VII. Introdujo muchos cambios en las costumbres establecidas; suprimió la de las
sportulas públicas y restableció la de las comidas regulares. Añadió dos
partidos a los cuatro del Circo, y los distinguió con trajes de púrpura y oro.
Prohibió la escena a los histriones y sólo les permitió representar en casas
particulares. Prohibió castrar a los hombres y disminuyó el precio de los
eunucos que estaban aún en venta en las casas de los mercaderes. Habiendo
observado en el mismo año gran abundancia de vino y mucha escasez de trigo.

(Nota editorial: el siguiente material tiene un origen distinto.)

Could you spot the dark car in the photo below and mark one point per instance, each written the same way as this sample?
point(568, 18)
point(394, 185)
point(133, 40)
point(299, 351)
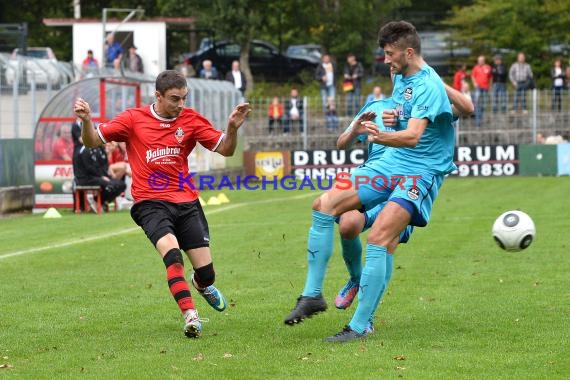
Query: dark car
point(265, 61)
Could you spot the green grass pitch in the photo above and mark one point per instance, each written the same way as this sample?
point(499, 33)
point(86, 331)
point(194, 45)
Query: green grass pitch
point(86, 296)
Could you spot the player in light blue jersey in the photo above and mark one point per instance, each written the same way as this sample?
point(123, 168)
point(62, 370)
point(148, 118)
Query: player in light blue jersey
point(352, 223)
point(410, 191)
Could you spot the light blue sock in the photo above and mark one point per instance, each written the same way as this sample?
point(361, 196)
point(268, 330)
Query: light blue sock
point(352, 255)
point(371, 286)
point(320, 247)
point(387, 278)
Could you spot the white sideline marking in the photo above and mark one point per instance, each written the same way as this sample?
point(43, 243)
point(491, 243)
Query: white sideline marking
point(129, 230)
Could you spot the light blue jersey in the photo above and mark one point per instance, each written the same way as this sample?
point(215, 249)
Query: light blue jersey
point(419, 96)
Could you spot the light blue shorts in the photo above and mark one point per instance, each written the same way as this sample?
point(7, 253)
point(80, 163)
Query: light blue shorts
point(370, 217)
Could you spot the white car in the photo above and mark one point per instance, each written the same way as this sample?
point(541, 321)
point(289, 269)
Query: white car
point(40, 66)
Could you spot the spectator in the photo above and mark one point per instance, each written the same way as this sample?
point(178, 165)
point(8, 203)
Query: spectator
point(90, 168)
point(208, 71)
point(499, 74)
point(89, 66)
point(353, 72)
point(294, 111)
point(133, 61)
point(481, 77)
point(376, 94)
point(114, 52)
point(331, 115)
point(459, 76)
point(275, 114)
point(558, 76)
point(325, 76)
point(63, 145)
point(521, 77)
point(237, 77)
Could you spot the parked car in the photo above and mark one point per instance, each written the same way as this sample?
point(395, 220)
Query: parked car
point(39, 65)
point(265, 60)
point(310, 52)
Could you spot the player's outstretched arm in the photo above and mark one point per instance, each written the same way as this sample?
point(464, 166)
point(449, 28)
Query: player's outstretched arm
point(89, 135)
point(236, 119)
point(461, 105)
point(349, 136)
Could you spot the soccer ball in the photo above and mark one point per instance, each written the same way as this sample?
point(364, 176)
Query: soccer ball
point(514, 231)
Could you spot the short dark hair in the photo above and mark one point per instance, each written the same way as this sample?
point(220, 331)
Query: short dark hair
point(400, 33)
point(169, 79)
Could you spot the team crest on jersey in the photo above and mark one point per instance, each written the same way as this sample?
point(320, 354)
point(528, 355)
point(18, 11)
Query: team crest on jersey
point(179, 134)
point(413, 193)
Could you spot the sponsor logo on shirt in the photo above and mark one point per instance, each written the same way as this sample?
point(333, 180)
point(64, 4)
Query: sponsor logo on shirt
point(160, 153)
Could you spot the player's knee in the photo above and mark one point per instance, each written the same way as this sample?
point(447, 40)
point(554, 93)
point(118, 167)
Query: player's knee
point(205, 276)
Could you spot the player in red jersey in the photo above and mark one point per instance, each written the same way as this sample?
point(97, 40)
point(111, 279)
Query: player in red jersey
point(159, 139)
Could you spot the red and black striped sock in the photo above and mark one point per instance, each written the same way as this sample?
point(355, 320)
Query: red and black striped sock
point(176, 281)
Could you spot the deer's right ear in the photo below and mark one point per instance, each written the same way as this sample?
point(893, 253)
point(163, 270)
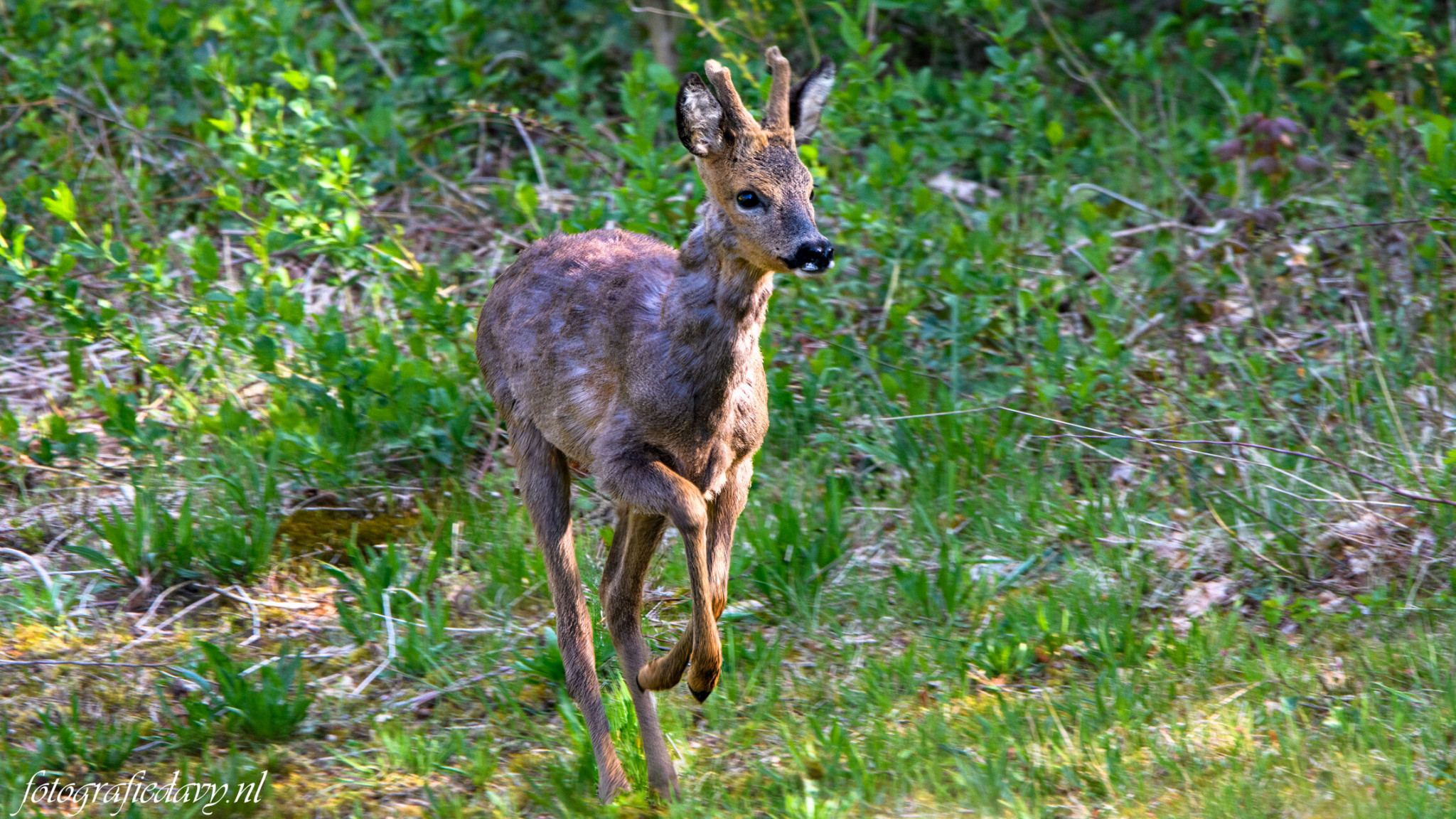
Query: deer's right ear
point(700, 117)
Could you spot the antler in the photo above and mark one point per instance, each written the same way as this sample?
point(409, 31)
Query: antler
point(737, 117)
point(776, 115)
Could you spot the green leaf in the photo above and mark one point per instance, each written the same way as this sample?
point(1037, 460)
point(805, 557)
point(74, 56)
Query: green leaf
point(62, 203)
point(204, 259)
point(1054, 133)
point(296, 79)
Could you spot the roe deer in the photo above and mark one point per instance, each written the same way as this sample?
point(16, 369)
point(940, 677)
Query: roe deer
point(641, 365)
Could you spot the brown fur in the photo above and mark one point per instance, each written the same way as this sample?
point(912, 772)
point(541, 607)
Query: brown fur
point(641, 365)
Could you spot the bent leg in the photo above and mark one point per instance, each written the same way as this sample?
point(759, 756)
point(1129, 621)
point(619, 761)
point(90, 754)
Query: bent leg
point(545, 484)
point(628, 563)
point(647, 484)
point(722, 516)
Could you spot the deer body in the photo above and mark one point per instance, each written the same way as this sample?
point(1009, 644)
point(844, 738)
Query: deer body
point(611, 338)
point(641, 365)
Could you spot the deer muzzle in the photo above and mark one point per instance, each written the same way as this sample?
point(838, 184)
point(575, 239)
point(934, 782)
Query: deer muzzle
point(811, 257)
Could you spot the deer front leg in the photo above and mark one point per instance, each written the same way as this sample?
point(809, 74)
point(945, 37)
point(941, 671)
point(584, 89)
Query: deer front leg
point(545, 484)
point(650, 486)
point(622, 579)
point(722, 516)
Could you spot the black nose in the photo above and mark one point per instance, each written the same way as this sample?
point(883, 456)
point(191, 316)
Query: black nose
point(813, 257)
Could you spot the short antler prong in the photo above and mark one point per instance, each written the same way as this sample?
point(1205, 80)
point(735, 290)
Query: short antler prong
point(739, 119)
point(776, 117)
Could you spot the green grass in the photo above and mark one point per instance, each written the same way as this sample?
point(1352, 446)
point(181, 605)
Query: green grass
point(1117, 486)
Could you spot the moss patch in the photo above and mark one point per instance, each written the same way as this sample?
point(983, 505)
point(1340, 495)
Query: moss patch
point(312, 530)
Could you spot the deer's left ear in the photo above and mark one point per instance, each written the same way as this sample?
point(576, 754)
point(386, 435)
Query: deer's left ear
point(700, 117)
point(807, 100)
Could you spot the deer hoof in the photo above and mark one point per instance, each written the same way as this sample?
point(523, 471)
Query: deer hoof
point(612, 786)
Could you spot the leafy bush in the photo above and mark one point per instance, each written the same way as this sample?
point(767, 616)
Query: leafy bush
point(152, 547)
point(65, 739)
point(269, 710)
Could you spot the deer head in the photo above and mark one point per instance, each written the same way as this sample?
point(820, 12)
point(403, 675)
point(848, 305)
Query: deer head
point(759, 193)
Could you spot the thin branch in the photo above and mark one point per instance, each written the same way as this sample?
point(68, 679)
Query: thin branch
point(169, 621)
point(369, 44)
point(44, 576)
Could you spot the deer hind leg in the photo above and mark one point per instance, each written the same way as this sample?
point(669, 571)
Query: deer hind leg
point(628, 562)
point(545, 484)
point(722, 516)
point(650, 486)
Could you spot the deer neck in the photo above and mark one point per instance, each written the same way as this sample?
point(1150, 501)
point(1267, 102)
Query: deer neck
point(717, 304)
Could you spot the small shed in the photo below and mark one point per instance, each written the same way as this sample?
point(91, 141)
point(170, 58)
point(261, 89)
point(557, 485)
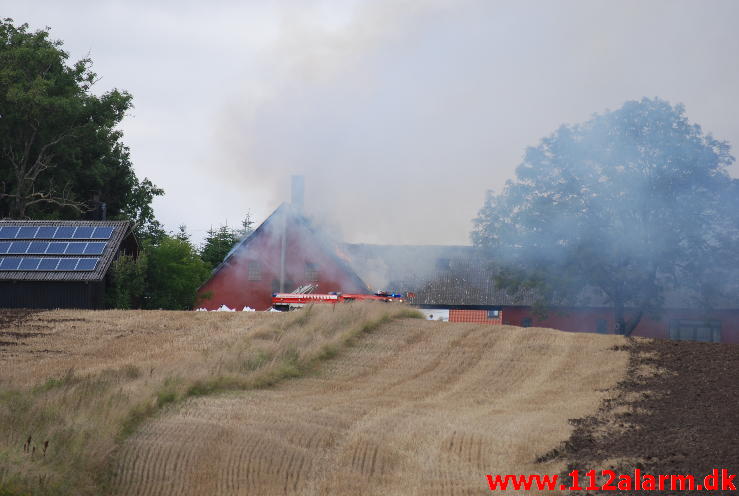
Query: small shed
point(285, 252)
point(59, 264)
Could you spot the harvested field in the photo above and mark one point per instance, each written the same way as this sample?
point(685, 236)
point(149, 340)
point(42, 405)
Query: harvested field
point(85, 380)
point(157, 403)
point(413, 408)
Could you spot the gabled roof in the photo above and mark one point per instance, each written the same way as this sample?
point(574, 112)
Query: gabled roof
point(57, 250)
point(294, 216)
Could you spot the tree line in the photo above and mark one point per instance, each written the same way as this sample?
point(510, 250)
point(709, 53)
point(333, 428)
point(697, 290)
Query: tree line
point(62, 156)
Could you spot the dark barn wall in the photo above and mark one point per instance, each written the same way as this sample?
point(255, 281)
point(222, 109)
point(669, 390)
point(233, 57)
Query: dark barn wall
point(51, 294)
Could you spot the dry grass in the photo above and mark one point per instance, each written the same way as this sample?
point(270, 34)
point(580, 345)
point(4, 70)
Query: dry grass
point(85, 381)
point(414, 408)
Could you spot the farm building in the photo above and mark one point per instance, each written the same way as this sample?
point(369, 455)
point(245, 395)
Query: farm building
point(453, 283)
point(450, 283)
point(59, 264)
point(283, 253)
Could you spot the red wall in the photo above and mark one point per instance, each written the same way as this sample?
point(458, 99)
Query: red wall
point(231, 286)
point(586, 320)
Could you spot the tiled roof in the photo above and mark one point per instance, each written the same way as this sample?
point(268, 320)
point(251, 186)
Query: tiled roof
point(121, 229)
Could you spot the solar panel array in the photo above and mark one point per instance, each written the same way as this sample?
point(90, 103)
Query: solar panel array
point(52, 248)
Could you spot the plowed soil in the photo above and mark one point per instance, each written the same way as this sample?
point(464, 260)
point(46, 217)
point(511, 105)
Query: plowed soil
point(413, 408)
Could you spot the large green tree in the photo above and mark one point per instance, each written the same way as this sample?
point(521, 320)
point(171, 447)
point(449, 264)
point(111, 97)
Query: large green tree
point(59, 142)
point(627, 206)
point(219, 242)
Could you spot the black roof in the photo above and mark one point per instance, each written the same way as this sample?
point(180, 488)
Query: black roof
point(103, 257)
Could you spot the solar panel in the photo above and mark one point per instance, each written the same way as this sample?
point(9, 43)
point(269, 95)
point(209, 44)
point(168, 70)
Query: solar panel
point(29, 263)
point(87, 264)
point(83, 232)
point(75, 248)
point(56, 248)
point(103, 232)
point(67, 264)
point(27, 232)
point(64, 232)
point(8, 232)
point(9, 263)
point(48, 264)
point(94, 249)
point(38, 247)
point(19, 247)
point(46, 232)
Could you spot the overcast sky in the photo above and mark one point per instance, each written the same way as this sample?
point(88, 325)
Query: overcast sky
point(401, 114)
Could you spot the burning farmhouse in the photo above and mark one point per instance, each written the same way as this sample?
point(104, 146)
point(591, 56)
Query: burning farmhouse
point(453, 283)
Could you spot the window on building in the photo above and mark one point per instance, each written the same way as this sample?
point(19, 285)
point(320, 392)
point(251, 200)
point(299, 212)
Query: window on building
point(255, 270)
point(602, 326)
point(311, 271)
point(696, 330)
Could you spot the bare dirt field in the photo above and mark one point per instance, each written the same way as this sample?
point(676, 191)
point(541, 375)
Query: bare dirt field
point(413, 408)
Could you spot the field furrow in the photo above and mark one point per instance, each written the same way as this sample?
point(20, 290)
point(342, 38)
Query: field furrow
point(413, 408)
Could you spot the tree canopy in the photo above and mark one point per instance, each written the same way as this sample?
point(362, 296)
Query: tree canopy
point(59, 142)
point(629, 205)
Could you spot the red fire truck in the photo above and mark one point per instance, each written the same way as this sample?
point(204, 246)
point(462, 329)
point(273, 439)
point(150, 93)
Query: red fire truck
point(289, 301)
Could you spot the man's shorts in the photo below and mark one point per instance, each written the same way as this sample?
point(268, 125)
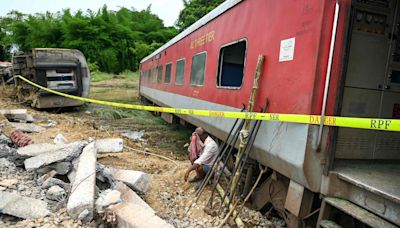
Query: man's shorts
point(206, 168)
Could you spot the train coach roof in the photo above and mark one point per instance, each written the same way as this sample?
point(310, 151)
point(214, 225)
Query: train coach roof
point(225, 6)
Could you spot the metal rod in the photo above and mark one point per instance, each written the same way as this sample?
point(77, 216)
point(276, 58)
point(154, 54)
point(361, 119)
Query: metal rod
point(236, 167)
point(244, 140)
point(247, 151)
point(220, 154)
point(224, 163)
point(328, 75)
point(246, 156)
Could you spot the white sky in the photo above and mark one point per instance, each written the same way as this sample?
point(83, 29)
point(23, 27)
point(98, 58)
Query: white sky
point(167, 10)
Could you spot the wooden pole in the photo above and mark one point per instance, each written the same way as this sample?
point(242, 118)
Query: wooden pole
point(246, 126)
point(238, 221)
point(232, 209)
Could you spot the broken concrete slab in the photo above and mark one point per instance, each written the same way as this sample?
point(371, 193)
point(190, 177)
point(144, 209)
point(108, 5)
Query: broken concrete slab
point(60, 139)
point(28, 127)
point(71, 175)
point(9, 183)
point(11, 154)
point(104, 176)
point(137, 180)
point(68, 153)
point(107, 198)
point(6, 151)
point(134, 135)
point(22, 207)
point(55, 182)
point(81, 201)
point(111, 145)
point(61, 168)
point(6, 165)
point(39, 148)
point(4, 139)
point(56, 193)
point(130, 197)
point(134, 212)
point(14, 114)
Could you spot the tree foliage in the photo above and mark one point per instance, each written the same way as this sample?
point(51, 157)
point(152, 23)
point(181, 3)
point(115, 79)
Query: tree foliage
point(194, 10)
point(113, 41)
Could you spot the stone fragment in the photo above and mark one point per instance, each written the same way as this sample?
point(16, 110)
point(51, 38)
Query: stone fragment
point(83, 188)
point(20, 139)
point(6, 151)
point(22, 207)
point(107, 198)
point(130, 197)
point(39, 148)
point(6, 165)
point(104, 176)
point(9, 183)
point(111, 145)
point(60, 139)
point(135, 215)
point(61, 168)
point(55, 182)
point(4, 139)
point(28, 127)
point(65, 154)
point(72, 173)
point(137, 180)
point(134, 135)
point(56, 193)
point(46, 176)
point(14, 114)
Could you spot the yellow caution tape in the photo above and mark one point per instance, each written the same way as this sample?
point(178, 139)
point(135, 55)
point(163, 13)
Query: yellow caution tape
point(335, 121)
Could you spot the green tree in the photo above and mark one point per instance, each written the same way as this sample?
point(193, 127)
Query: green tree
point(194, 10)
point(113, 41)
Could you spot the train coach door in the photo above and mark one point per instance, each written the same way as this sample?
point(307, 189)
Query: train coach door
point(372, 83)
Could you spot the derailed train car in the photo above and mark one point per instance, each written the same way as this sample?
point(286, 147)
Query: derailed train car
point(323, 57)
point(63, 70)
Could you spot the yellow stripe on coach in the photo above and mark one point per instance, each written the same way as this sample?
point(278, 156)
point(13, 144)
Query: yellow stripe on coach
point(337, 121)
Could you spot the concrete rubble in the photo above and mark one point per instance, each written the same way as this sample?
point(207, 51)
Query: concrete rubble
point(56, 193)
point(34, 181)
point(39, 148)
point(64, 154)
point(107, 198)
point(28, 127)
point(60, 140)
point(61, 168)
point(137, 180)
point(133, 211)
point(111, 145)
point(81, 201)
point(22, 207)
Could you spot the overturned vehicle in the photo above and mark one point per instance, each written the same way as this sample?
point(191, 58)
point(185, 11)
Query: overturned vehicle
point(63, 70)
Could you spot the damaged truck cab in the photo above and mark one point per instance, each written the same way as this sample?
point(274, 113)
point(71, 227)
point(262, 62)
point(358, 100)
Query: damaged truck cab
point(63, 70)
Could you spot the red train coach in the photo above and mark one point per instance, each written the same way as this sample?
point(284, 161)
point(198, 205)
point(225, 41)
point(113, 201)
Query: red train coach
point(323, 57)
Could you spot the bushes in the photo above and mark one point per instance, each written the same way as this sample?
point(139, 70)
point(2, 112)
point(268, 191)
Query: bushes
point(112, 41)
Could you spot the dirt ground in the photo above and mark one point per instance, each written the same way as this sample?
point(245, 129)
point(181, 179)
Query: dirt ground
point(169, 195)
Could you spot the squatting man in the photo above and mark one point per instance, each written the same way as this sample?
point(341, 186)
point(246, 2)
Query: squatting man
point(203, 152)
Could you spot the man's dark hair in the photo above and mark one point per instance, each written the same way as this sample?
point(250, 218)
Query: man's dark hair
point(201, 133)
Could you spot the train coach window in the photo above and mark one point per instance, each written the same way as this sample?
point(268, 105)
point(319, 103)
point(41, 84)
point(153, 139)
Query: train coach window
point(154, 75)
point(198, 69)
point(159, 74)
point(231, 65)
point(168, 73)
point(180, 72)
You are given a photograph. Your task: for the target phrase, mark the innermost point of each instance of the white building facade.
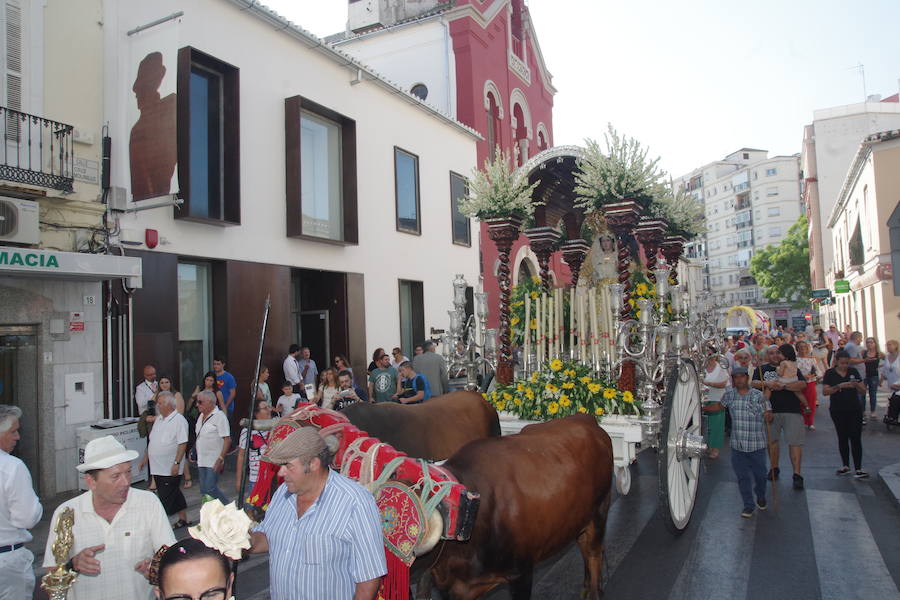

dedujo de ello que la preferencia otorgada a las viñas hacía olvidar los
trigales; prohibió entonces plantar nuevas viñas en Italia y dejar subsistir en
las provincias más de la mitad de las antiguas (197); pero abandonó la ejecución
de esté edicto. Hizo comunes a los hijos de los libertos y a los caballeros
romanos algunos de las cargos más importantes del Estado. Prohibió la reunión en
un mismo campamento de muchas legiones y recibir en la caja de depósitos
militares más de mil sestercios por soldado, por creer que L. Antonio, que había
aprovechado para sublevarse contra él la reunión de dos legiones en los magno
cuarteles de invierno, tuvo también en cuenta la importancia de este depósito.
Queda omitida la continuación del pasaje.